“…with liberty and justice for all.”
Remember that from the Pledge of Allegiance? Well, the Pledge may say, justice for all, but not everyone can afford justice on Trust and Will lawsuits in court. And justice in Trust and Will matters can be more subjective than you think. You certainly know what a just result should be, but your case in Trust and Will matters is usually decided by a judge (called a bench trial). And judges have seen the worst of the worst when it comes to family matters such as Trust and Wills. So while you may be surprised and outraged by your circumstances, you’re just another case to the judge deciding your matter.
Not only that, but justice is what you fight for when going to trial and in California a vast majority of cases settle before trial. This is because going to trial takes way too long and costs way too much for most people. It takes too long because our court systems are backlogged, which also drives up the costs. In fact, last year the State Legislature took over $500 million from the courts statewide. That is a massive amount of money, and court services has severely suffered as a result.

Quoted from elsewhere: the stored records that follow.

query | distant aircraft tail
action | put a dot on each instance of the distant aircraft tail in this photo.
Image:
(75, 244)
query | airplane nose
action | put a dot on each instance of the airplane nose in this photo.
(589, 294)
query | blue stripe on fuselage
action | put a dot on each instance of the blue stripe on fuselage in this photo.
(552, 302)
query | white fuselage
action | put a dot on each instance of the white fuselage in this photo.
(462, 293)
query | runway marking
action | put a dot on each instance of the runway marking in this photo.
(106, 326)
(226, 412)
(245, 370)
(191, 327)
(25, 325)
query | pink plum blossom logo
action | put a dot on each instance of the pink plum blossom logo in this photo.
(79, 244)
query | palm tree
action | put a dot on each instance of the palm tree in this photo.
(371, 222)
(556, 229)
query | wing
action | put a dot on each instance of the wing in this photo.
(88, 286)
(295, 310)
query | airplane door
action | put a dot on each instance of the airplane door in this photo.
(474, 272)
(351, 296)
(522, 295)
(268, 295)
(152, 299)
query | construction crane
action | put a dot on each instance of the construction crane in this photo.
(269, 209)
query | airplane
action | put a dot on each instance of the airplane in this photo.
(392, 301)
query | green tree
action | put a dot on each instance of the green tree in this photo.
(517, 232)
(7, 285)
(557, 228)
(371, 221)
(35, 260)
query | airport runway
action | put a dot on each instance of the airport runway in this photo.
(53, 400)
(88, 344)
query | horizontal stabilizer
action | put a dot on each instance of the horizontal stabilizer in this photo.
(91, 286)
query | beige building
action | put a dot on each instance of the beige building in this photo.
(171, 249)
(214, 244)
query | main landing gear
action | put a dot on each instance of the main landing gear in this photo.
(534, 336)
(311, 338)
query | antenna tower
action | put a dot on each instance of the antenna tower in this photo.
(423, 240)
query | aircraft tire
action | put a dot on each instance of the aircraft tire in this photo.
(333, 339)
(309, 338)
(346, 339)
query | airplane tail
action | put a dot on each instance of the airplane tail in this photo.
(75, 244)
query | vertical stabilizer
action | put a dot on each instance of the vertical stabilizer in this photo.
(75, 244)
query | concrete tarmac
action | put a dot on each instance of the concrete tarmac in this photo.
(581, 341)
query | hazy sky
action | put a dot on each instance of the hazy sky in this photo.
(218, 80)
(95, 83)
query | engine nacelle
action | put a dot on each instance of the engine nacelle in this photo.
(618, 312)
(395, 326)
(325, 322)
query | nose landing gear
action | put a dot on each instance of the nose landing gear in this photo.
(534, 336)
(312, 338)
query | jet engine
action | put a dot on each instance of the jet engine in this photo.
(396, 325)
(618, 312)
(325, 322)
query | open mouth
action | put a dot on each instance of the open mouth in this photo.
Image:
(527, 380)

As a result, most people, at best, try to get a fair result from their Trust or Will matter. What’s the difference between justice and fairness? A just result is usually a fair result, but a fair result may not be just. For example, justice may require that you receive your full equal share to your parent’s estate. But that may not be possible for any number of reasons. Whereas, a fair result may be obtaining 75% of what you are otherwise entitled to receive. It is not full justice but it is fair enough for you to stop paying money and taking time on your matter in court.
Justice costs a lot. It takes payment in the form of money, time, and emotional toll. And the risk of fighting for justice is suffering an injustice—that means losing your case. Fairness, on the other hand, is usually cheaper and easier to obtain. It still takes a toll, but fairness can oftentimes be obtained without further risk of loss.
So what are you fighting for? Justice or fairness…or both?